It is clear that TSMC has been one of the key figures in AMD’s recovery and success. The Sunnyvale company decided to move to a fabulous business model when he divested, back in 2012, of his stake in GlobalFoundries. It was a movement questioned by some and supported by others, but the truth is that, in the end, it turned out to be successful.
Maintaining a business model with its own semiconductor factories requires a huge financial investment both in R&D to be able to jump on time to increasingly advanced nodes and in machinery and human talent to be able to produce them. It goes without saying that, before the arrival of Zen, AMD was not at its best, and that the last thing it needed was to have more and more expenses.
Therefore, and seeing where AMD has come, it is clear that in the end the company made the right decision, I have no doubt about it. Adopting a “fabless” model allowed the now Sunnyvale giant focus on the development and design of your graphics processors and coresgave him the opportunity to centralize all his resources in developing new truly competitive architectures, and freed himself from the burden of having his own factories.
However, this could become a double-edged sword, according to analysts. AMD is totally dependent on TSMC, as it is the Taiwanese giant that is in charge of “cooking” the chip recipes what happens to the Sunnyvale company every year. The 5nm chiplets that give life to the Ryzen 7000 have come out of their factories, as well as the 6nm I/O chips that accompany these processors.
The idea that investors transmit to us is that TSMC’s delays in transitioning to 3nm node could end up hurting AMD, and would give Intel a chance to take the lead with its next-gen nodes. They are not without reason, and in the end having their own factories represents an advantage if the company has sufficient resources for them to advance both in production capacity and in nodes.
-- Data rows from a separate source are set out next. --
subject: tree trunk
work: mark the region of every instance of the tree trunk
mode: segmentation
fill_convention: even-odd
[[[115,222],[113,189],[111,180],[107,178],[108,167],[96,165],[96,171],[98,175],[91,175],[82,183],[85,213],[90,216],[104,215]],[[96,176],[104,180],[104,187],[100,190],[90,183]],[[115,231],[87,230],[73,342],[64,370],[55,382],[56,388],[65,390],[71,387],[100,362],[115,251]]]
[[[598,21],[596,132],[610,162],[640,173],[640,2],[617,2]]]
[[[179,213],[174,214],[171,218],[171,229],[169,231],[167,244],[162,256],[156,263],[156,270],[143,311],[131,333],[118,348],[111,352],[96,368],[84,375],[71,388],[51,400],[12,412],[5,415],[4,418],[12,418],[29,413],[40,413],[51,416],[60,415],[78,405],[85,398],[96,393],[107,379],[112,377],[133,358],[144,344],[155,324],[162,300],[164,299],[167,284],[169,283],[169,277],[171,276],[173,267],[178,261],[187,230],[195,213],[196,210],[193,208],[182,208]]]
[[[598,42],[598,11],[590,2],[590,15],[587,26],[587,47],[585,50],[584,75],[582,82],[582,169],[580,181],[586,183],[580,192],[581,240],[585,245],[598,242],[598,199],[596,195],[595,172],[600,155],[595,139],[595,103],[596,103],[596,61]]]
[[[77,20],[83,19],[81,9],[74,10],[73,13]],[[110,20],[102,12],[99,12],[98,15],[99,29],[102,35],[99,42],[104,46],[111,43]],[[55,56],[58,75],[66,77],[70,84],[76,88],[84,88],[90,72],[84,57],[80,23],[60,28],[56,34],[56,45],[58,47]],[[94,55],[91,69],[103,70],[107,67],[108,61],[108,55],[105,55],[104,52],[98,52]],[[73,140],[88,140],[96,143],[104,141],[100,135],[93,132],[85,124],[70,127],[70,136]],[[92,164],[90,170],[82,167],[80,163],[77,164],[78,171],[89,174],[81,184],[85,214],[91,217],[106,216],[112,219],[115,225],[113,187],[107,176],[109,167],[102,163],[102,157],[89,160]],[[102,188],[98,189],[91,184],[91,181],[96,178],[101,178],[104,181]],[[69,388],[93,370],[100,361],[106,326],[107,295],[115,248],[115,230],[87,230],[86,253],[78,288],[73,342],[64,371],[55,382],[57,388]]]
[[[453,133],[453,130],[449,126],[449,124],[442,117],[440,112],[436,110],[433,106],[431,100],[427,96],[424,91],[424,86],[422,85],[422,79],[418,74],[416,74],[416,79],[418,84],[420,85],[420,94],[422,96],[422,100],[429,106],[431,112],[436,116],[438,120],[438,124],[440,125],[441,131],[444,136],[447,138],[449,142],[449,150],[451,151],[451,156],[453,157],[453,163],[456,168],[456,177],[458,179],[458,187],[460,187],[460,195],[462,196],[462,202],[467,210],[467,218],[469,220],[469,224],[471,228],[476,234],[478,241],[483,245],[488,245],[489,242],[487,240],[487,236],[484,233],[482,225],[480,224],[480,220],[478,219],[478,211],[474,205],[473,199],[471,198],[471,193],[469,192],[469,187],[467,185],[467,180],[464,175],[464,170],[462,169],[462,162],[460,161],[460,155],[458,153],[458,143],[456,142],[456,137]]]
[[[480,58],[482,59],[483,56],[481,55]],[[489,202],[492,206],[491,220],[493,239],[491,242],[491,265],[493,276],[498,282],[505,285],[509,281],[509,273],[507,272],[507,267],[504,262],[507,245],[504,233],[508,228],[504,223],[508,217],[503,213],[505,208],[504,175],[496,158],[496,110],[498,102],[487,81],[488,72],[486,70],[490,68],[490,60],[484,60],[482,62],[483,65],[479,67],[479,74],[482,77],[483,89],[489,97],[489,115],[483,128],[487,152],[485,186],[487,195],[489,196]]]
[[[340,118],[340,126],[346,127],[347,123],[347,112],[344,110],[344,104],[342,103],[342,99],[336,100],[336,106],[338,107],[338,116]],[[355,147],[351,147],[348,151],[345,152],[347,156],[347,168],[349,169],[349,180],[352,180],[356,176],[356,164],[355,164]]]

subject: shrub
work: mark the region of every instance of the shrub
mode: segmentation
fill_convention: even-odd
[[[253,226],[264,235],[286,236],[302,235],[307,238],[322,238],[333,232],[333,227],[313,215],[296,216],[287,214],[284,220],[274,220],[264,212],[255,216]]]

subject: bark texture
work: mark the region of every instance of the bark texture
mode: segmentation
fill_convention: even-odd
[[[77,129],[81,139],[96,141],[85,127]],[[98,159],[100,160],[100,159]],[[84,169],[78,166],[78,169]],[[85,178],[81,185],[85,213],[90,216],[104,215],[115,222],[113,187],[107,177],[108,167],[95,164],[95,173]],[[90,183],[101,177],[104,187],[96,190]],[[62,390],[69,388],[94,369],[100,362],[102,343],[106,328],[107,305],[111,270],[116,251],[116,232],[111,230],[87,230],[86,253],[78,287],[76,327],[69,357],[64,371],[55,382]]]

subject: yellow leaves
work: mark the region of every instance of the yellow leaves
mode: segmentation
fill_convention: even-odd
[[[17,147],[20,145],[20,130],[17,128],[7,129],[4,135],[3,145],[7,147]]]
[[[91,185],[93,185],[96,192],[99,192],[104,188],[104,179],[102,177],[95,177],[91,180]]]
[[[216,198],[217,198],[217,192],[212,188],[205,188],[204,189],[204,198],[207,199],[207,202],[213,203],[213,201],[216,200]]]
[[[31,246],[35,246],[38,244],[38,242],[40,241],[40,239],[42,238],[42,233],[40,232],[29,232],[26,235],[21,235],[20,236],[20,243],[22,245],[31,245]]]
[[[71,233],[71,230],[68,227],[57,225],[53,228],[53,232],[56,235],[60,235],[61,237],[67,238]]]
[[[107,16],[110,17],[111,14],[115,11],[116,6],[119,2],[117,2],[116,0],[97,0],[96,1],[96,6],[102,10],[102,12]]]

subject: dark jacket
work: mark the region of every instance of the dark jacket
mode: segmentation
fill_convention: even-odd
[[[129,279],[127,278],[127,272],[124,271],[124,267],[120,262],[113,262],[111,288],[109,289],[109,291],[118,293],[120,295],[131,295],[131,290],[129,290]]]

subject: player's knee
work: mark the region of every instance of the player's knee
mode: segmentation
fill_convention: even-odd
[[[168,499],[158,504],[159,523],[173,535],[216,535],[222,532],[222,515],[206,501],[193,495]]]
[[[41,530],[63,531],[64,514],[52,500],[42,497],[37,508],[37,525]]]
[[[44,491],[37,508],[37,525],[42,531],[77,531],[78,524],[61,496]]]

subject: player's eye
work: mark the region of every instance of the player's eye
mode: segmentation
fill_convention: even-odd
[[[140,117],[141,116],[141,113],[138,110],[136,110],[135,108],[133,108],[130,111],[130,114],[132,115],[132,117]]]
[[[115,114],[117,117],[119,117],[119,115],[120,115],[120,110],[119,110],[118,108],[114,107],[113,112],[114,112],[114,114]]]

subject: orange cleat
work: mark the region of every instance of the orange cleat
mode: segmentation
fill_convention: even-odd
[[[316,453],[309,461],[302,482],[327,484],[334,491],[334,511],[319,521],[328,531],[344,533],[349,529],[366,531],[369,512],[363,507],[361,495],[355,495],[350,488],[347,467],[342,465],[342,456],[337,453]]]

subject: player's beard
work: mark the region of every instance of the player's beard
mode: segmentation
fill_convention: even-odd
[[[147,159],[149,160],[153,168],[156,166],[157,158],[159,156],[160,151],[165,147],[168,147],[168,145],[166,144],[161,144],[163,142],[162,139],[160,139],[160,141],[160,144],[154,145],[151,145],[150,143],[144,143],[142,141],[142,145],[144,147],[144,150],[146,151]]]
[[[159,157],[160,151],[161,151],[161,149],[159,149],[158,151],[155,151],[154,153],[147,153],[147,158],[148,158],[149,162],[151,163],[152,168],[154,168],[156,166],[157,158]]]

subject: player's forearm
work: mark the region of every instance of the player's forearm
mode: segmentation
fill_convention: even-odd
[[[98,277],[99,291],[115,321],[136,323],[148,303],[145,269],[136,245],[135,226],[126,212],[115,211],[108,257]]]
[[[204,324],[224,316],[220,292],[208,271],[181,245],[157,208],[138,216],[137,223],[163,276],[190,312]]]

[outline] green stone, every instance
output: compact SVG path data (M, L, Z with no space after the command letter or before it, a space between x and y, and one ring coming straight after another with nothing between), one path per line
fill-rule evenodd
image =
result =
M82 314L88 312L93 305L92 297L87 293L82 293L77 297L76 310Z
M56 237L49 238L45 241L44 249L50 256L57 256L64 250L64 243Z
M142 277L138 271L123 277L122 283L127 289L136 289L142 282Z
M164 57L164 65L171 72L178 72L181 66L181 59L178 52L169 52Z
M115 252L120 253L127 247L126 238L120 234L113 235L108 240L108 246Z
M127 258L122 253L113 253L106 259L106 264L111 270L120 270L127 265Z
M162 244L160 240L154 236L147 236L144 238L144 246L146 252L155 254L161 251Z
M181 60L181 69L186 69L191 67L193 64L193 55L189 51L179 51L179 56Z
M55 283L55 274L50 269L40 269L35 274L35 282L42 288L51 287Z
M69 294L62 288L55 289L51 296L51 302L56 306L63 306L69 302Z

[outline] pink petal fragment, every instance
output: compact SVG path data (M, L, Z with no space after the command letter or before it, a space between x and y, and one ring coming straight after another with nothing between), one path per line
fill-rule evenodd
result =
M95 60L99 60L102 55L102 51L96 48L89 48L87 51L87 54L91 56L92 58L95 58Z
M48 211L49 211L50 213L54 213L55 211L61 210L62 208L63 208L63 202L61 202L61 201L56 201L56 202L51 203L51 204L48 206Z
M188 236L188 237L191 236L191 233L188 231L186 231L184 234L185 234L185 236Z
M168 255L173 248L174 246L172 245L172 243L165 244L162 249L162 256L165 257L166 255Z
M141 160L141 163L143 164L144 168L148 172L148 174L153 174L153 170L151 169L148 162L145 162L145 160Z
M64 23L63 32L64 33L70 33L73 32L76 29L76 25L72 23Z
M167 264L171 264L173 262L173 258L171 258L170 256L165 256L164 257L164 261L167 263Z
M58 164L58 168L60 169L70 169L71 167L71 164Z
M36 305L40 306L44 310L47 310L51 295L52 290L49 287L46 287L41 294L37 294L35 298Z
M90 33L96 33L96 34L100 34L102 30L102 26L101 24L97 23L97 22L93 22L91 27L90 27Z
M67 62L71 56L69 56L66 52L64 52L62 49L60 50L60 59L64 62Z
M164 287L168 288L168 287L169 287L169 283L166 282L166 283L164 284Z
It is evident that AMD won’t be the only one hurt by TSMC delays in the leaps to new manufacturing processes, but it is also important to bear in mind that when these types of delays occur, in the end the Taiwanese company has to decide to which client allocates most of its production, and in the face of a shortage situation AMD it would also be seriously affected, since TSMC would almost certainly give priority to Apple.
On the other hand, it should also be taken into account that the advanced nodes that TSMC is using, based on GAA (gate all around) transistor technology, are a rung behind Intel’s more advanced alternatives, according to analysts. On a personal note, I think that AMD could end up seeking an agreement with Samsung if necessary, something that in fact NVIDIA already did at the time to carry out the production of the Ampere GPUs used in the GeForce RTX 30.